As for the claim that Stowe says Christianity justifies slavery, this is either willful misreading or wishful thinking…she says the opposite so many times, and at such length, that to remove every expression of it would probably shorten the book by half (to the delight, apparently, of most of our nation’s English students).
Not sure who to believe? If you’re interested enough in “Uncle Tom’s Cabin” to have slogged through this meandering review, why not read it and see for yourself what Stowe does, and doesn’t, say?

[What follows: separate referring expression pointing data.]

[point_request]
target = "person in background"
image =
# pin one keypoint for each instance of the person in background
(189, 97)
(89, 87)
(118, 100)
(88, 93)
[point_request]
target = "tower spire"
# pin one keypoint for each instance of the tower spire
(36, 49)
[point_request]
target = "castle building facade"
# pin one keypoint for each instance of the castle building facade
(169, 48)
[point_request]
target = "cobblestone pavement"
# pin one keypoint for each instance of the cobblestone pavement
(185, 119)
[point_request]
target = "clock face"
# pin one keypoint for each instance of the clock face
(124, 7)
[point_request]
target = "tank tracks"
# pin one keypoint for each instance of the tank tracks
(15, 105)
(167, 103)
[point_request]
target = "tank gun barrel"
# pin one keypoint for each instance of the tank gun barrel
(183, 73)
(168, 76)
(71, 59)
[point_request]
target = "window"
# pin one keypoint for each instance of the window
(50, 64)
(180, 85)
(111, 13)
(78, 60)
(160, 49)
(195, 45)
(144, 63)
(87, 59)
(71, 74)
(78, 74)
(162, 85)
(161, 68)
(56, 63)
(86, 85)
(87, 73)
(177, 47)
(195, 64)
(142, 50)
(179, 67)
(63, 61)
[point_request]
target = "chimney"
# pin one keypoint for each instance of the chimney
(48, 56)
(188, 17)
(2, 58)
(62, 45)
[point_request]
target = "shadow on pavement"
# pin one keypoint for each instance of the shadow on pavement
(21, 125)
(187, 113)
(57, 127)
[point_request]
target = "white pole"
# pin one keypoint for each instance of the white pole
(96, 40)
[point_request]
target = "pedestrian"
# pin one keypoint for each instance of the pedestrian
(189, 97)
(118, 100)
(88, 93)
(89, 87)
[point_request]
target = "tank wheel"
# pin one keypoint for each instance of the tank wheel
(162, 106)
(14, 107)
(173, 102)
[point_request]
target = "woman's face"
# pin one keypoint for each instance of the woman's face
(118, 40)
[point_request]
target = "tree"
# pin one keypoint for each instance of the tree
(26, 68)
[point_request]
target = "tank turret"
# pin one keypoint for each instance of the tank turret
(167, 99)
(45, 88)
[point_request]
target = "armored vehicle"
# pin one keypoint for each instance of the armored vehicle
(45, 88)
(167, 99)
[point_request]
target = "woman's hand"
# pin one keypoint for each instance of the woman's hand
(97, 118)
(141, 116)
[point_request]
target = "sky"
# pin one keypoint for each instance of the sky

Comment by Maconaquea — November 8, 2009 @ 2:10 am
Set during the period of great inequality in America, the main characters of Uncle Tom’s Cabin, by Harriet Beecher Stowe, struggle for their freedom. As slaves, they had no rights to lead their own lives, and were forced into hard labor on the farm of a white man. Many of the powerful characters of the novel fight for their freedom, attempting to escape through the Underground Railroad to Canada for equality. When caught in the flight from the plantations, the slaves are forced to flee through many hardships including rough terrain, bounty hunters and racist onlookers. The book is a tale of adversity in the struggle for freedom, a look into human cruelty as well as human compassion, and one man’s loyalty to those he is indentured to. The novel is set in a period just before the Civil War; during the time when the black people of America were not citizens, and had no rights. In the south during this time, the blacks were forced to work hard labor on plantations and were required to live in small dorms outside of their owner’s homes. However, the novel is more than just a narrative of slaves, but of human emotion rising up in the face of adversity. It is a story of the fight for freedom, and an account of the history of America. The author brings out the humanity in the slaves, and describes the great injustices that took place during the time. The characters of this book are strong, resourceful, and respectable. These characters defy the contemporary stereotypes for slaves of the time. To get the full effect of reading this book, one must have an interest in American history and not mind hearing of the inhumanities that went on during the time. The story never becomes too boring or feels drug out, as it skips from family to family, accounting for each character’s role in the story. It is filled with highs in lows of emotion, skipping from happy scene to sad scene, maintaining compassion for the characters. The powerful characters show how people can triumph even in the worst circumstances. It also contains historical information involving the Underground Railroad and the business of the slave trade, adding a non-fictional background to the story. A sense of compassion is developed for the characters and a new understanding of the immoral treatment of the black people can be obtained from reading this book.